The Mechanism Cuts Both Ways
On March 5, when Middle East headlines spooked global risk assets, KORU dropped 35.8% in a single day. That is the same mechanism that produced the 30% up-day today, run in reverse. Short interest tells the rest of the story. Short interest surged 123.4% in February to 150,347 shares, or 11.3% of the float, with a days-to-cover ratio of 0.3. Translation: institutions are leaning against this rally, but the short book turns over in hours, not weeks. There is no patient bear here. There is a daily fight between Korean retail momentum and U.S. hedge fund mean reversion, and right now retail is winning by a wide margin.
Reddit chatter is, surprisingly, sparse. A single qualified wallstreetbets mention this month registered a bullish sentiment score of 62 on just 16 upvotes. The mania lives on Naver and KakaoTalk.
What to Watch From Here
The honest read is that the conditions that produced this run are intact at much higher prices, which changes the expected outcome even if the direction holds. Three things to keep an eye on, in order of usefulness.

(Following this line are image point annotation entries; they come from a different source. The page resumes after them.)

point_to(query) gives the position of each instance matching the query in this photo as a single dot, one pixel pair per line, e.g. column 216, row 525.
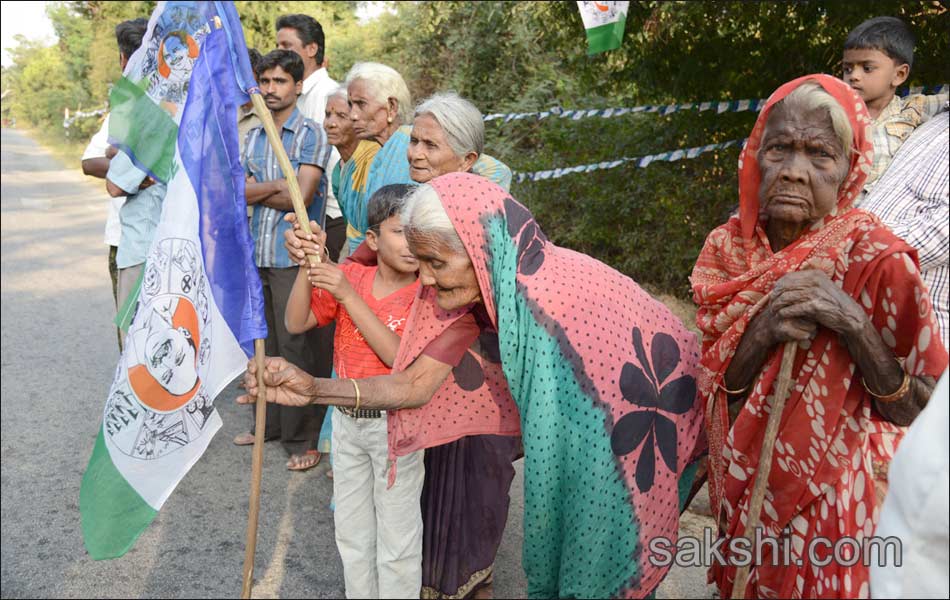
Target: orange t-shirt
column 352, row 356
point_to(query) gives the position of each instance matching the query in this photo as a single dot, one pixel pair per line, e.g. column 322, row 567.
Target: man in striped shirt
column 913, row 199
column 280, row 76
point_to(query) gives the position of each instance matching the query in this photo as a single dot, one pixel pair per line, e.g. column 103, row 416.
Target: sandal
column 303, row 462
column 244, row 439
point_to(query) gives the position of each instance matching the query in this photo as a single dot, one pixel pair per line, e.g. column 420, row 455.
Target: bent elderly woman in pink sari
column 597, row 376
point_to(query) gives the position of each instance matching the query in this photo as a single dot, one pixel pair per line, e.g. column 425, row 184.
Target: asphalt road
column 58, row 356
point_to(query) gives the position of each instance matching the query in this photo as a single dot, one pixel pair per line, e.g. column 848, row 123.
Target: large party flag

First, the slope of the underlying. KORU’s compounding magic only works when EWY trends. The moment Korean equities go sideways with 2% to 3% daily ranges, the daily reset starts grinding value out of the fund whether the headline tape looks scary or not. EWY’s one-week move of 15.3% is the canary. Slope matters more than direction.
Second, HBM pricing and Samsung and SK Hynix guidance. If memory ASPs roll over or the AI capex cycle hiccups, the fundamental story under the leverage evaporates and the unwind is mechanical, not narrative. Quarterly capex commentary from the U.S. hyperscalers is the cleanest leading indicator most readers can actually access.
Third, Korean regulatory tone. The Financial Supervisory Service has already moved to require investor education for leveraged products. If that escalates to outright limits on cross-border leveraged ETF buying, the marginal Korean retail bid disappears overnight and the short book finally has a thesis that pays.
What you should remember is the gap between the 459% YTD and the 165% five-year. KORU did exactly what it was built to do in exactly the regime that rewards what it was built to do. The fund is a tool for expressing a daily directional view on Korean equities at three times the intensity. It is not a savings vehicle, it is not a Korea proxy, and the people who turned small principal into life-changing principal here did so on the right side of a tape that has historically been the wrong place to be leveraged. Watch the slope, watch HBM, watch the regulators. The mechanism is the same on the way down.